The required data for segmenting and clustering neighborhoods in Toronto is not readily available. But, there is a source from the wikipedia with required informations that can be used.

The link to the source is- https://en.wikipedia.org/wiki/List_of_postal_codes_of_Canada:_M

We have to scrape the data from this webpage and prepare it for further use.

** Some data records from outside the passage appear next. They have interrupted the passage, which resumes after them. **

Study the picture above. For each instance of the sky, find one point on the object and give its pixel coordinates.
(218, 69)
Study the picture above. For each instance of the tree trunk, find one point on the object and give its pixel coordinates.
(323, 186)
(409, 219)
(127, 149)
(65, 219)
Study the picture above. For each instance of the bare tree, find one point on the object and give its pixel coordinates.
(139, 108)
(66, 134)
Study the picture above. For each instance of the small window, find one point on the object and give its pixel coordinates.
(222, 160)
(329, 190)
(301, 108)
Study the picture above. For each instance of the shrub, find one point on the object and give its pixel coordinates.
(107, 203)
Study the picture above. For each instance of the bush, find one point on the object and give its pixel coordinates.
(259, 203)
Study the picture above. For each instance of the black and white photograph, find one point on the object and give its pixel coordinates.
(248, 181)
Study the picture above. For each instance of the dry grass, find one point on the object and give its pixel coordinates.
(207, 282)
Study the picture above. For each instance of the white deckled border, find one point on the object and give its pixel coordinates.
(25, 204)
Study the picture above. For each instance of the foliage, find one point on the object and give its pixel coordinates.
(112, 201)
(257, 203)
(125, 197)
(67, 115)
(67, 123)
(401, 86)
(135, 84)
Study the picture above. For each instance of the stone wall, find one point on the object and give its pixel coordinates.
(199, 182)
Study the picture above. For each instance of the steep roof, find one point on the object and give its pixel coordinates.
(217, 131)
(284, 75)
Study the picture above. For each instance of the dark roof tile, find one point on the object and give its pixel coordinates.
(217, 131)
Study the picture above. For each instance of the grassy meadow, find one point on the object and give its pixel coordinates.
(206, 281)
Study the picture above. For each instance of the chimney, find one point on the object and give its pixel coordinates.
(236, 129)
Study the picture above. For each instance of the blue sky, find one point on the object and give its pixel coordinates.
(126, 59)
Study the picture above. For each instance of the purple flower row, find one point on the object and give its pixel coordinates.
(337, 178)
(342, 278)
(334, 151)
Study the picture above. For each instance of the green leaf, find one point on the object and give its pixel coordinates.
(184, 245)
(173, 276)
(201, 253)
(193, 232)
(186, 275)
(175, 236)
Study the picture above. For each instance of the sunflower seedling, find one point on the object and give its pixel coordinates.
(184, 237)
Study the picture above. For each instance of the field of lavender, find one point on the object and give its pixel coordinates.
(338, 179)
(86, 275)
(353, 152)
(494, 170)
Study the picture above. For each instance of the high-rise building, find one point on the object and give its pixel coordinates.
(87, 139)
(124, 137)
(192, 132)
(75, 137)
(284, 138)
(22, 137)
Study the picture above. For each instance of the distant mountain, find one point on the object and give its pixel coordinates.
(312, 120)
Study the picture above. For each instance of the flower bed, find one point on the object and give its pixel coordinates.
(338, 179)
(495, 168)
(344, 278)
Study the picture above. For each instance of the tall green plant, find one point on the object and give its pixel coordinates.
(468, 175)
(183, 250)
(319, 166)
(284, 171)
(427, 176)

We will be using pandas to scrape the data. Let's first prepare the given link to the webpage.

In [65]:
page = 'https://en.wikipedia.org/wiki/List_of_postal_codes_of_Canada:_M'

page

'https://en.wikipedia.org/wiki/List_of_postal_codes_of_Canada:_M'

Now, we will read the data from this page using the link and to acquire the table we tend to, we have to pass the following dictionary <span>{'class' : 'wikitable'}</span>
to the attrs arguement in read_html function.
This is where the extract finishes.